Count Number of Homogenous Substrings

Intuition

My initial approach to solve this problem was to use regular expressions. Regular expressions have a constant time complexity and means the re.findall built-in can be used with a linear time complexity to find all of the homogenous substrings.

Approach

First of all I went to [regexr.com](https://regexr.com), a regular expression testing site, to come up with a regular expression to find all of the substrings. After looking at the cheatsheet I came up with (.)\1+. This matches any character then any more matching the first character of the substring. I tried running this in python and it was only returning the first character. To change it to be python compliant, I had to add () to the outside of the statement which resulted in re.findall returning tuples where 0 was the full result and 1 was the character. Using a list comprehension I was able to extract only the first value needed.

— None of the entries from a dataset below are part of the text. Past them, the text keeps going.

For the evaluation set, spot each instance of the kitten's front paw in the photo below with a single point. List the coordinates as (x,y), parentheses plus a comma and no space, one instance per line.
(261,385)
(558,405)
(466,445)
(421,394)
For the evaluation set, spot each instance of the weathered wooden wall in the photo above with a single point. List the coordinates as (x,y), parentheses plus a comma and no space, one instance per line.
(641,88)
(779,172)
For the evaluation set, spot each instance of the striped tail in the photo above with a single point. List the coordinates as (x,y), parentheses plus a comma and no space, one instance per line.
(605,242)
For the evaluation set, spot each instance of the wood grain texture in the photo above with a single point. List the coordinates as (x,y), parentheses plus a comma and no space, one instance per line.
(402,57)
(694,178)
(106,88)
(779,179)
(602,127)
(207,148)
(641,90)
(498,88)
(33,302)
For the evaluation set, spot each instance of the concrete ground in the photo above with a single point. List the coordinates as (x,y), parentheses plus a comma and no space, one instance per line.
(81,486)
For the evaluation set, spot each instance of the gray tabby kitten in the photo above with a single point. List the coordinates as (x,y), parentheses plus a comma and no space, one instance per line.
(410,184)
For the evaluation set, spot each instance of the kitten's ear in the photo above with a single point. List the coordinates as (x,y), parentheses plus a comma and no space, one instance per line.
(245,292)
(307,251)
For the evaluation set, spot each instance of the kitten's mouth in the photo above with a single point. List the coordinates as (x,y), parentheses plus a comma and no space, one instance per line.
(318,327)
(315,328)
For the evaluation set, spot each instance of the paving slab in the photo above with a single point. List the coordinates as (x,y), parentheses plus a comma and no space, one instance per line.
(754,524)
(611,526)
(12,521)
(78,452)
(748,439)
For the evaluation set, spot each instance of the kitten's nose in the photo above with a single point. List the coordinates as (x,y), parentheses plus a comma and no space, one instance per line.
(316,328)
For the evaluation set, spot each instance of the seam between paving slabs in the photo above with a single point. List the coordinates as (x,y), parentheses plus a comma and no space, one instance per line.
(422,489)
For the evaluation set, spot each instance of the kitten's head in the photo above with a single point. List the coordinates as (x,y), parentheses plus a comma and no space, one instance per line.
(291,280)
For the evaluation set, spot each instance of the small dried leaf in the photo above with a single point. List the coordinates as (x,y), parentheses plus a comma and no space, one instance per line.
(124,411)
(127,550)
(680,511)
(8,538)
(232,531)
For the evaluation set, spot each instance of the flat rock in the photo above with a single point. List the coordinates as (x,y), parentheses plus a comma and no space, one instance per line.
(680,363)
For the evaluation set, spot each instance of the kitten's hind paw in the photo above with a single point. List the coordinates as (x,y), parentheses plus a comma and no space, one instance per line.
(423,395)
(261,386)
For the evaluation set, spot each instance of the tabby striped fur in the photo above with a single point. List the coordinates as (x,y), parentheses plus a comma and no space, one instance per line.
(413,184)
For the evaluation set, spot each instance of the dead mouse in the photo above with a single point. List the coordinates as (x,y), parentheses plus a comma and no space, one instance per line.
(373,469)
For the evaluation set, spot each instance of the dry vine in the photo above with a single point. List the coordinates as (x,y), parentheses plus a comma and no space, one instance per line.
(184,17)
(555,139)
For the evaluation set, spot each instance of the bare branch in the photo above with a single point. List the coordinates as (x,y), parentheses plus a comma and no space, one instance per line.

There is a formula to find how many homogenous substrings a substring contains. This is s * (s+1) / 2 where s is the length of the substring. Iterating through our substrings to calculate this value gives us the total.

As the total needs to be mod by 10^9 + 7, we can just return the total mod 10^9 + 7 at the end resulting in a working solution.

After looking at some other solutions to see what methods other people had used I kept seeing itertools.groupby showing up and as such I did some research on it. Turns out this function does the exact same the regex part of my solution but without the added iteration of extracting the actual result. As such I used the for loop example from the documentation to adapt my code to use itertools instead of re. This shaved off about 40ms of total execution time.

Complexity

Time complexity

The time complexity for both my solutions was O(n) as the longer the length of the string (n) the longer the time to execute. Itertools was faster as it only had to iterate once over substrings as opposed to twice.

Space complexity

The space complexity for both of my solutions was O(n) as they both depend on an array of substrings, the size of which is defined by the length of the string (n).

Code

Regex Solution


class Solution:
    def countHomogenous(self, s: str) -> int:
        pattern = re.compile(r'((.)\2*)')
        homogenous_substrings = [x[0] for x in re.findall(pattern, s)]
        total = 0
        for substring in homogenous_substrings:
            total += len(substring) * (len(substring) + 1) // 2
        return total % (10**9 + 7)

Itertools Solution


class Solution:
    def countHomogenous(self, s: str) -> int:
        total = 0
        for _, group in itertools.groupby(s):
            group_len = len(list(group))
            total += (group_len * (group_len + 1)) // 2
        return total % (10**9 + 7)